I don't know what your schedule allows and what contact information you have for the individual, and I realize it might take you way out of your comfort zone, but would it perhaps be an option to call him up and go out for coffee some Saturday morning to talk about this rather than taking him aside at the meeting? Perhaps this really doesn't work in the specific situation, but if there's some way similar to approach it so as to further respect his privacy perhaps that would be helpful.
 
I have a few possible hints for him, what do you think.

Hey ...... that's some pretty powerful cologne you have on, what's it called Ode de dead cat?

........ Have you checked under the seat of your car for moldy food, dead animals, or buffalo poop?

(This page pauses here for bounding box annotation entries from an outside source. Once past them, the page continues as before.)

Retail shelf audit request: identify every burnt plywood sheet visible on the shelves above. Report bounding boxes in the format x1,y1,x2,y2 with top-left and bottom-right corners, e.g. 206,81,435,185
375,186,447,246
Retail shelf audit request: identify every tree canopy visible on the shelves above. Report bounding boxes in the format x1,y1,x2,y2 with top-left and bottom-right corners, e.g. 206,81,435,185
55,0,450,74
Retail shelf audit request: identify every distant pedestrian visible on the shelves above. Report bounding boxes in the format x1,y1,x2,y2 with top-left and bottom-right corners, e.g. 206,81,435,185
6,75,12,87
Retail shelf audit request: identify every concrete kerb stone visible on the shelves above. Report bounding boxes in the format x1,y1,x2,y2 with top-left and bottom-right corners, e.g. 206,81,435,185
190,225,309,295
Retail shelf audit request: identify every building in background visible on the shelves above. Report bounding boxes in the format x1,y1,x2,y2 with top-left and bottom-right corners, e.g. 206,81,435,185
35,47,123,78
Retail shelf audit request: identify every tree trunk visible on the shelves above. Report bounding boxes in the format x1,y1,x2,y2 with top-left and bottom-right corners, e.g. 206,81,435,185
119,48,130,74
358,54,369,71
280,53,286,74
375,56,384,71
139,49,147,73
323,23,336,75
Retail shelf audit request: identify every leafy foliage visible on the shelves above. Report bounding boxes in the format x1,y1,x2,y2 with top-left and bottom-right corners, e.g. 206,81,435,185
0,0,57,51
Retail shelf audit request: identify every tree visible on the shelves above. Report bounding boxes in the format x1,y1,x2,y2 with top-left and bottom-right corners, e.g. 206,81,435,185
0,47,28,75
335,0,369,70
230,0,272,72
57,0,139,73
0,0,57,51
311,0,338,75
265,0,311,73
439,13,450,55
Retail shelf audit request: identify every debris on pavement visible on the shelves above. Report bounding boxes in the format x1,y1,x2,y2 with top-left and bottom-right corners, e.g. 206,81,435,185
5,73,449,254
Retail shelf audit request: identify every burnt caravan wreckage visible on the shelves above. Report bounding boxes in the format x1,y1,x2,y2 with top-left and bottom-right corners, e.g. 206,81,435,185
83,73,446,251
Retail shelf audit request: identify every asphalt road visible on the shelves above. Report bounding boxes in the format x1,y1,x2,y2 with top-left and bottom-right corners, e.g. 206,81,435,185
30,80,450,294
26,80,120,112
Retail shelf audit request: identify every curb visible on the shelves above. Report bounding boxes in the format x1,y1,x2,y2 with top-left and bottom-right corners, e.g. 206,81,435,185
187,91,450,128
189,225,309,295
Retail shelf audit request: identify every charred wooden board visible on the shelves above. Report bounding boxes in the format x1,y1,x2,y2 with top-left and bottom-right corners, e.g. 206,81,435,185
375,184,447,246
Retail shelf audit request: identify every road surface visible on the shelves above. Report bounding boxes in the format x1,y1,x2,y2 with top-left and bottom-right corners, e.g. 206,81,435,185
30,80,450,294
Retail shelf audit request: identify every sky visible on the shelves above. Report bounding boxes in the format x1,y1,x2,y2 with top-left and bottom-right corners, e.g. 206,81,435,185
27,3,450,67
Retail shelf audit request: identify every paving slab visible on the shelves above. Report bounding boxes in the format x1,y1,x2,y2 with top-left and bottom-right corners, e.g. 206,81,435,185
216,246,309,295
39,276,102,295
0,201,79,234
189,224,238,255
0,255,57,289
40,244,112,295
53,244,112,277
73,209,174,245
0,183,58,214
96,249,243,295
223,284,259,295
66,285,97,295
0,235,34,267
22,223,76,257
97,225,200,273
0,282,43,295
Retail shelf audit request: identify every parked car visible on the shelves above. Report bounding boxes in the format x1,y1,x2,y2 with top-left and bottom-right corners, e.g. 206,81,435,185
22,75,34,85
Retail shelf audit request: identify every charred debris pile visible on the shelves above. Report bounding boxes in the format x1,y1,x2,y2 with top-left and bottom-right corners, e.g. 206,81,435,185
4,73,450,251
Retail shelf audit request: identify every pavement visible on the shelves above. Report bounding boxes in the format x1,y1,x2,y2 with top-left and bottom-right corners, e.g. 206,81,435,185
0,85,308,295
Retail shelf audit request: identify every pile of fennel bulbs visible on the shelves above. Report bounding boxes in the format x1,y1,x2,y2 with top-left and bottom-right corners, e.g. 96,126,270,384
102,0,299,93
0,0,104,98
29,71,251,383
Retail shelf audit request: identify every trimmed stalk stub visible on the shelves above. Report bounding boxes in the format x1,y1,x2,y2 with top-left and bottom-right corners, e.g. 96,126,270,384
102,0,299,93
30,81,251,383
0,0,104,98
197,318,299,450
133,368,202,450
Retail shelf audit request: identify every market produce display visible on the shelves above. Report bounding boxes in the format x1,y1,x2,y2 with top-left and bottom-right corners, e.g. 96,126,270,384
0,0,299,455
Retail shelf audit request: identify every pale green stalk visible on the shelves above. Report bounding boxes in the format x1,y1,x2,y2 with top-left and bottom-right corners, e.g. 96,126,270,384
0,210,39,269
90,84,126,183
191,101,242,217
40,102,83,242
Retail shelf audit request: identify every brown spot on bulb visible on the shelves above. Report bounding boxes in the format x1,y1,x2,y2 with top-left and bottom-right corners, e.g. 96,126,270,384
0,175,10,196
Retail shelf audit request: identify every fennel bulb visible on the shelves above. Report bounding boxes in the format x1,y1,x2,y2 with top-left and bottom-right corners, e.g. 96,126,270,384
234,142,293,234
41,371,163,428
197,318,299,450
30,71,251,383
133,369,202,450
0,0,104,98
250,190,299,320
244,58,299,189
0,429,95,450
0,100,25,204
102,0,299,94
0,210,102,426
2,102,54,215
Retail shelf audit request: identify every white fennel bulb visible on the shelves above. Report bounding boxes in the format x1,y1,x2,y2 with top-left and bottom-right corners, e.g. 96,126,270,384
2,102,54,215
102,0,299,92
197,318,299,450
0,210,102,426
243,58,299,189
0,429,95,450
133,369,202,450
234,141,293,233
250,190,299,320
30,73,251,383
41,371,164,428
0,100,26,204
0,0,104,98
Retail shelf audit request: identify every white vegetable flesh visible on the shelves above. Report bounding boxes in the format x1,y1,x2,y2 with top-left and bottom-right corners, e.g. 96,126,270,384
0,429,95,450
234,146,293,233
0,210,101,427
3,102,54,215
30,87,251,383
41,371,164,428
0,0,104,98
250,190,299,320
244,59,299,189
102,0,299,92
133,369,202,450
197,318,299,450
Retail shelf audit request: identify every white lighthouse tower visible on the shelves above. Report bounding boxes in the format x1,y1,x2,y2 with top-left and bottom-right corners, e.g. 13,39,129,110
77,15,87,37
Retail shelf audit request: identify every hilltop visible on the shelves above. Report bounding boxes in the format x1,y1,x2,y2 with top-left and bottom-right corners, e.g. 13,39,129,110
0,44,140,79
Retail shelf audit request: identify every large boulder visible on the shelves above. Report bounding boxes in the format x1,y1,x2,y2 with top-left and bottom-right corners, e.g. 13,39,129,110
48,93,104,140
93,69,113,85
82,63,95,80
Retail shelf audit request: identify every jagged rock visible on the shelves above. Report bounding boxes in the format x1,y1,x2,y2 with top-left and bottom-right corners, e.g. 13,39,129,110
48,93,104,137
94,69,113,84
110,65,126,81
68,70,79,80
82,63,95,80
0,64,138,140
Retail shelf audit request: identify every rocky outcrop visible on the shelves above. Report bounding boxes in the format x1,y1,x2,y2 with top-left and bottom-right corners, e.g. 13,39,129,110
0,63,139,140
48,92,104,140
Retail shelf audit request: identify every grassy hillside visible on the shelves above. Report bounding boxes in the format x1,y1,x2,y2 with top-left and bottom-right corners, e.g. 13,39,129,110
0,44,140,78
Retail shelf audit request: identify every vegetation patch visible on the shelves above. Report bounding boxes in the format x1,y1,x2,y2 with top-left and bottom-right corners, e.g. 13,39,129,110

hey ... check your shoes, I think you stepped in something.

Any others?
 
Thanks guys, there's some excellent advice here. I won't see him again until the first of next month, so I have time to plan what I will say to him. I really think it's just poor hygiene on his part. He has a scraggly beard and wears the same size pants that he had when he was in high school, but his gut looks like he is 12 months pregnant. I'll figure it out and try to be as sympathetic to him as I can.

Thanks again,
Joe

I think there's one in every club, I know of one in each of my 2. Fortunately neither attends very much. The softly, softly approach should be tried first, if no notice is taken, then the smack in the face type is needed. If HE gets offended and doesn't return, count the exercise a success.
 
Actually, I would think that he might not know how bad he smells. He might be lax on the personal hygiene when doing other than work stuff and may not know how bad it really is. He may be thankful that someone told him
I have a friend who sells on occasion at train shows. At one show, I found him at his table and first words out of his mouth almost knocked me over with a sewer type smell. I offered him a breath mint. He said, "No thanks". I said, "No, I insist". Suddenly he realized what I was getting at and took the whole role of Wintergreens.
On the other side of it, if he gets offended and leaves the club, the problem is solved that way too. I couldn't imagine someone insisting that everybody put up with their offensive body odor, but then, there are some who just might be that way.
 
So much depends on personality.

There's a lot to be said for Making contact outside of the club, one on one, that way, if he's offended, it can be at you alone, not the whole club. You could just gently bring up the idea that "it had been brought to my attention" that there seems to be a problem with BO or hygiene. If he gets mad at you, accept that you're taking one for the club.